My most powerful memory of Bizarro from the time of release was of buying it, going to a disco that evening and skulking out after two shitty hours so I could go home and listen to it. It’s a memory I summon up occasionally whenever I need reminding of what a hopeless case I was at age 16 (though the kind of boy who would contemplate leaving a disco to listen to the new Wedding Present record isn’t really the kind of boy who’d have pulled anyone anyway, so no harm ultimately done). Bizarro struck me then as a particularly appropriate album to do that kind of thing with, seeing as it’s all about unrequited infatuation and soured relationships and hopeless puppydog crushes.

I only listened to the lyrics of course, carefully weighing up each line for its personal relevance and marking up my favourite tracks accordingly. The record never quite grabbed me musically, anyway: it seemed harsh and tunnel-visioned, overcommitted to guitar flurry and drone. The closing six minutes of “Take Me!” in particular felt like a monstrous waste of time – why use all that space for thrashy guitars when you could be delineating yet another romantic fuck-up for your vicarious, defeatist teenage boy audience, eh Gedge?

Listening to it now it strikes me that David Gedge’s instincts were pretty much spot on. Bizarro‘s morose lyrics I can take or leave these days – sometimes they’re cute (“Orange slices and that Fall LP” – aww), sometimes gratingly accurate (pretty much all of “What Have I Said Now?”), more often they make him out to be an unsympathetic, tongue-tied, doormat. But the rock! Leaving off a couple of weak attempts to do something punky-tough, most of Bizarro stakes out a strange territory halfway between jangly indiepop melodics and the lost-chord voyagings of Glenn Branca. And it works.

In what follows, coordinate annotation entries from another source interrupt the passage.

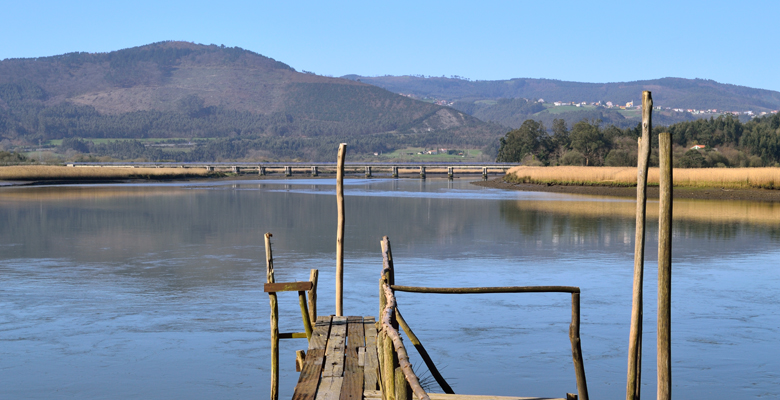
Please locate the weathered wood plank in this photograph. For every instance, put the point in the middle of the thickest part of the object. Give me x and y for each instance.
(319, 337)
(443, 396)
(371, 364)
(352, 389)
(355, 336)
(287, 287)
(292, 335)
(361, 356)
(334, 353)
(306, 389)
(330, 388)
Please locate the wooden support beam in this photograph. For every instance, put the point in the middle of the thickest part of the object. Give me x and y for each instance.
(287, 287)
(576, 347)
(313, 277)
(634, 378)
(498, 289)
(340, 230)
(269, 262)
(665, 268)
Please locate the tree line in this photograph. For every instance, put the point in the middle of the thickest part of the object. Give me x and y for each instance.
(722, 142)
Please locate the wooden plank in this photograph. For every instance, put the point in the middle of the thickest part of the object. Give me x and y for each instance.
(330, 388)
(334, 351)
(361, 356)
(352, 389)
(287, 287)
(319, 337)
(292, 335)
(355, 336)
(306, 389)
(371, 364)
(443, 396)
(372, 394)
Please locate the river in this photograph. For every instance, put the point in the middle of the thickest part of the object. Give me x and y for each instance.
(155, 290)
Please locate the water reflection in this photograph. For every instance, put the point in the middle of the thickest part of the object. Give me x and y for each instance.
(103, 287)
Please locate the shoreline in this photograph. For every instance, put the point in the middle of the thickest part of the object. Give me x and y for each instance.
(714, 193)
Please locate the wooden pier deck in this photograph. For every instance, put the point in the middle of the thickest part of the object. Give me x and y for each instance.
(342, 363)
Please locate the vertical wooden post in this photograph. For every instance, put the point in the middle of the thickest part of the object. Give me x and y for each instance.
(305, 314)
(269, 262)
(300, 358)
(402, 389)
(634, 378)
(665, 268)
(576, 347)
(340, 231)
(313, 277)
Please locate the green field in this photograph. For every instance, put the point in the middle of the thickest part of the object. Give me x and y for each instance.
(562, 109)
(410, 154)
(57, 142)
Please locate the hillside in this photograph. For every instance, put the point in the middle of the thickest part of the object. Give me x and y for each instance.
(499, 101)
(186, 90)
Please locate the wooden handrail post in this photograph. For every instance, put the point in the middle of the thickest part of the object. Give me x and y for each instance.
(313, 277)
(423, 353)
(340, 231)
(634, 378)
(665, 268)
(269, 262)
(576, 347)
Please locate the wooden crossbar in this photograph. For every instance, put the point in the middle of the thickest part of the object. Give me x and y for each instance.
(287, 287)
(293, 335)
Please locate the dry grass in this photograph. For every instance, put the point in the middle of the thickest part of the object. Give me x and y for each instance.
(708, 211)
(732, 178)
(49, 172)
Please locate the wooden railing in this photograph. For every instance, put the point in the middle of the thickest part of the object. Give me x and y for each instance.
(390, 318)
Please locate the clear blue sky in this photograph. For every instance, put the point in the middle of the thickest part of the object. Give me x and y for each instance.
(607, 41)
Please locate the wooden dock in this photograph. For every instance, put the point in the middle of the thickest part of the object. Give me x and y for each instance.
(342, 363)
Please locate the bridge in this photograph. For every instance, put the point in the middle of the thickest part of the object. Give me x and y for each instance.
(315, 169)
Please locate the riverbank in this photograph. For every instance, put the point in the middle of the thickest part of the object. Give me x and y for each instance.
(712, 193)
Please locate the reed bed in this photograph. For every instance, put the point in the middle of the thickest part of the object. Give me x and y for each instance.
(731, 178)
(52, 172)
(708, 211)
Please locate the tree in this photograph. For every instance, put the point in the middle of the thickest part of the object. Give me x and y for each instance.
(531, 138)
(588, 138)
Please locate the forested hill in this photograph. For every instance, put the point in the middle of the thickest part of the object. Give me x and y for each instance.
(667, 92)
(186, 90)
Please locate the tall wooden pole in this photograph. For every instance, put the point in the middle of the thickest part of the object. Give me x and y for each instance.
(634, 380)
(340, 232)
(269, 262)
(665, 268)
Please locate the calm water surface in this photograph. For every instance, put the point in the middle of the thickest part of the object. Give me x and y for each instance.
(155, 291)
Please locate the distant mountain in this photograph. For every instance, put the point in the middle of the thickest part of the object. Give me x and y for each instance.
(496, 101)
(185, 90)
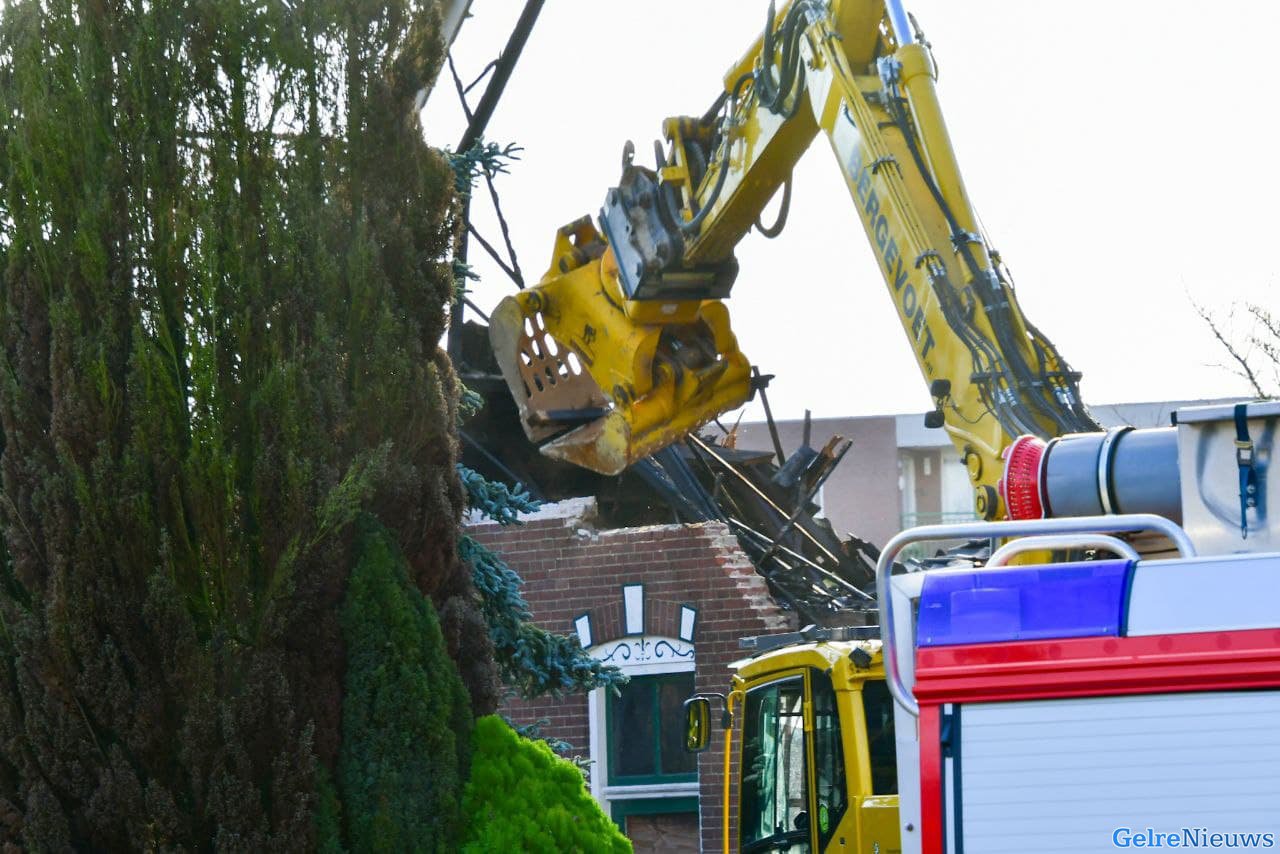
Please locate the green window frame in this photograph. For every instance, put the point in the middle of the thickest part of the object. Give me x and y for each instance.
(664, 731)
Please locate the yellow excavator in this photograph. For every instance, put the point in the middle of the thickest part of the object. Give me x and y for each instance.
(625, 346)
(850, 738)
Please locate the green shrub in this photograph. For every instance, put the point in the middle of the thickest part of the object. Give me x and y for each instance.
(524, 798)
(406, 717)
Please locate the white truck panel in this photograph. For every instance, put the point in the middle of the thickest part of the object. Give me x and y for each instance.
(1065, 775)
(1205, 594)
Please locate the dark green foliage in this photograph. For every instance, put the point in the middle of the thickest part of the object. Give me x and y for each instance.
(531, 660)
(406, 720)
(524, 798)
(497, 501)
(224, 250)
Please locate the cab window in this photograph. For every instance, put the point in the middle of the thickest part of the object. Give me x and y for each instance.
(773, 797)
(831, 789)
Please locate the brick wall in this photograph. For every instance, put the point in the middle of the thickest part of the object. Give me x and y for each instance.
(571, 569)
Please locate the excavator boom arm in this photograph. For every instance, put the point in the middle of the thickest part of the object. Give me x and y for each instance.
(625, 346)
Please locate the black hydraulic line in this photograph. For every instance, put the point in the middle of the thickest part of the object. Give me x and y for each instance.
(1025, 421)
(502, 71)
(773, 231)
(768, 414)
(700, 214)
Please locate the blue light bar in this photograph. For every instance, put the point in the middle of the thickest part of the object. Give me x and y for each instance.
(1023, 603)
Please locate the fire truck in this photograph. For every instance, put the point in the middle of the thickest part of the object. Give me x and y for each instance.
(1119, 690)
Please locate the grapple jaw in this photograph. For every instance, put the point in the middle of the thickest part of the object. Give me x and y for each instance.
(603, 382)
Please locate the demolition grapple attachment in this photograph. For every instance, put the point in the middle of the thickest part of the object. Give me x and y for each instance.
(602, 380)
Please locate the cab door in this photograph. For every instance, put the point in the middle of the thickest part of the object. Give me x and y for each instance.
(773, 804)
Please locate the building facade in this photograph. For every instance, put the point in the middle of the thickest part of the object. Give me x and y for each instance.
(667, 604)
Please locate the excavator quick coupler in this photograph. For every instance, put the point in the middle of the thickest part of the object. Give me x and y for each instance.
(602, 380)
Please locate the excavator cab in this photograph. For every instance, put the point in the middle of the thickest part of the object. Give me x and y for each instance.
(608, 365)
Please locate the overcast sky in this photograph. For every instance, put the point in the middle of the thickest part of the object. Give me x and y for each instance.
(1120, 155)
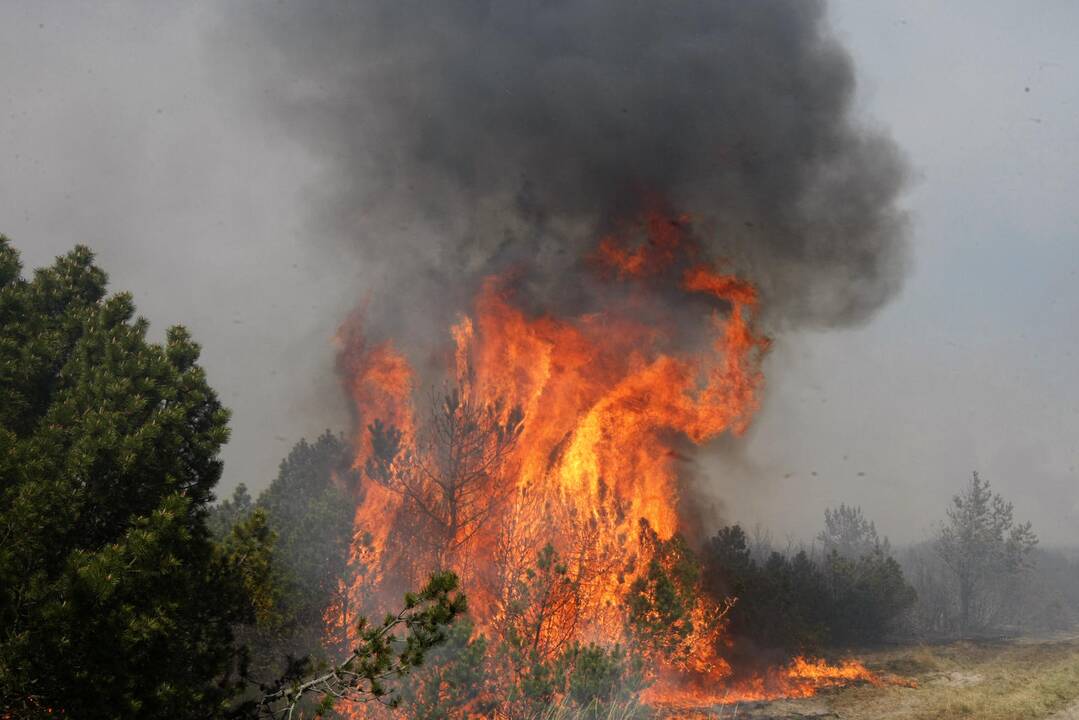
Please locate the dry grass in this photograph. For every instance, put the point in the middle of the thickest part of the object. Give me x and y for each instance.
(987, 681)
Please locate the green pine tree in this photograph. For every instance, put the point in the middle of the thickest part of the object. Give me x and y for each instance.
(114, 600)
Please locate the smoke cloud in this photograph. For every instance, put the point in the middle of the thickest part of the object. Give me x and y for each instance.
(462, 138)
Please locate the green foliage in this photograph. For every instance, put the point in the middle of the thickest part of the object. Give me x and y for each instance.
(310, 508)
(113, 599)
(980, 542)
(308, 513)
(793, 603)
(660, 600)
(452, 679)
(384, 654)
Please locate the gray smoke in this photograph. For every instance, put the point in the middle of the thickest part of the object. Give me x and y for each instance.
(464, 137)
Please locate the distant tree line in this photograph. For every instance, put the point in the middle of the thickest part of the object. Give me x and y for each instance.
(126, 593)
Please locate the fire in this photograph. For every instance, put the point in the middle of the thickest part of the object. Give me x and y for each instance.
(565, 431)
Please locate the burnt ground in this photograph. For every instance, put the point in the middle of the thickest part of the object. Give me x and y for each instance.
(1023, 679)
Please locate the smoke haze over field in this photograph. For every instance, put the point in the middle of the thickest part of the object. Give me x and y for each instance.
(226, 168)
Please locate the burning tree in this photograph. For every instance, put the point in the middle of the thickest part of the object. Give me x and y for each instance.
(451, 480)
(561, 433)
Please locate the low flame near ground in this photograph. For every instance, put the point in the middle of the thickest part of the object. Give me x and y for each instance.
(568, 431)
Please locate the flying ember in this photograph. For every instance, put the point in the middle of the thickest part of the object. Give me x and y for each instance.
(544, 464)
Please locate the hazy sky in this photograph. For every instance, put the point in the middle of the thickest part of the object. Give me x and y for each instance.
(119, 131)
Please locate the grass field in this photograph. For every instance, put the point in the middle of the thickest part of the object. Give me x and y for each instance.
(1013, 680)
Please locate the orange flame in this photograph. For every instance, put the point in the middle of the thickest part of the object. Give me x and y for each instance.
(605, 397)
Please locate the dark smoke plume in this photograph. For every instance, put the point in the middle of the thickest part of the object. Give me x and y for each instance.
(464, 137)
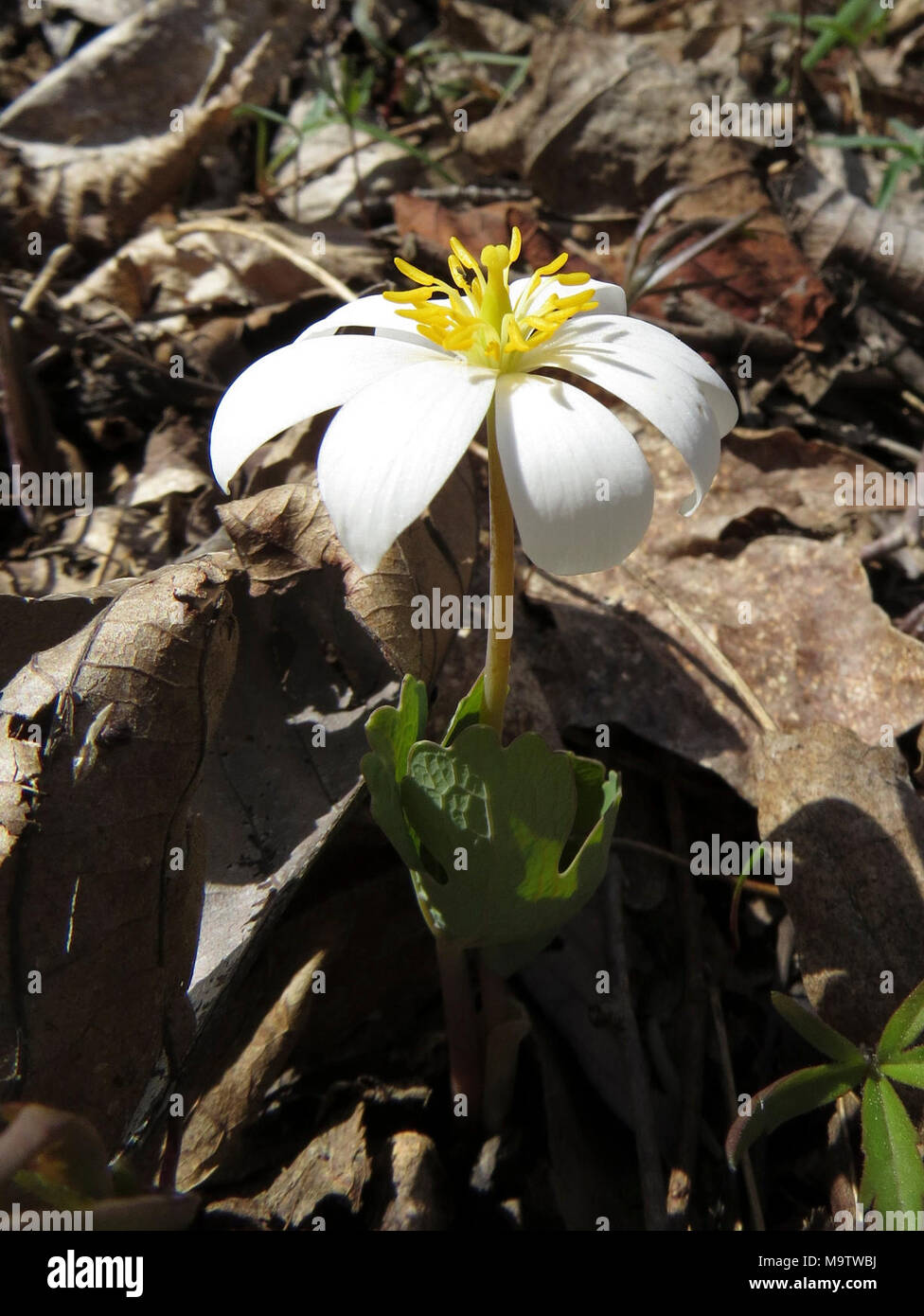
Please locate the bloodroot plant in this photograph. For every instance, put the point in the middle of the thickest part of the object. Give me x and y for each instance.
(505, 844)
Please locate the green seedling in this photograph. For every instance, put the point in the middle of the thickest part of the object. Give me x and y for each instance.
(904, 140)
(893, 1178)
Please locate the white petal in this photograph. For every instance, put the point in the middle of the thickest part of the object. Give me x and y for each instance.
(609, 295)
(364, 313)
(663, 394)
(293, 383)
(663, 347)
(560, 453)
(388, 452)
(380, 314)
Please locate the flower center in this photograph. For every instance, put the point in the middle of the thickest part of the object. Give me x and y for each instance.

Bizarro is a remarkably tough, sinewy record, especially for a 1989 British release: unlike Seamonsters, though, it doesnt strip down its rock impulses or play much with dynamics. Rather the Wedding Present want to overwhelm you, layering guitar on guitar until you’re picking out the melody from a thick soup of noise. “Take Me!”‘s endless coda is the best example of this – it takes a sweet song somewhere else entirely, rattling away as if Gedge and the band believe that they can get the girl by sheer force of guitar will. The excellent “Bewitched” is underpinned by a hard, clangorous drone, and also ascends into noise for two beautiful final minutes. “What Have I Said Now?”‘s dogged rumbling is one of the most complete marriages of music and content that indie rock has ever devised.

And of course Bizarro has “Kennedy”, the Wedding Present’s finest four minutes because it’s all about the music. Gedge’s lyrics are utter nonsense, just something for him to spit out while the group rampage through the (then) ultimate indie disco smash: the opening fire-alarm riff makes for one of 80s pop’s most exciting intros, and after that it’s pure jangle-noise, monochromatic bliss. It’s amazing to think now that this group were so often opposed by critics to the oceanic-rock and head-melting artmusic of Spacemen 3, AR Kane et al. – it gets there by different routes, but the sound of Bizarro in full throttle is just as voluptuous as anything those groups did. But I guess you can’t be a proper art band if you insist on singing about girls.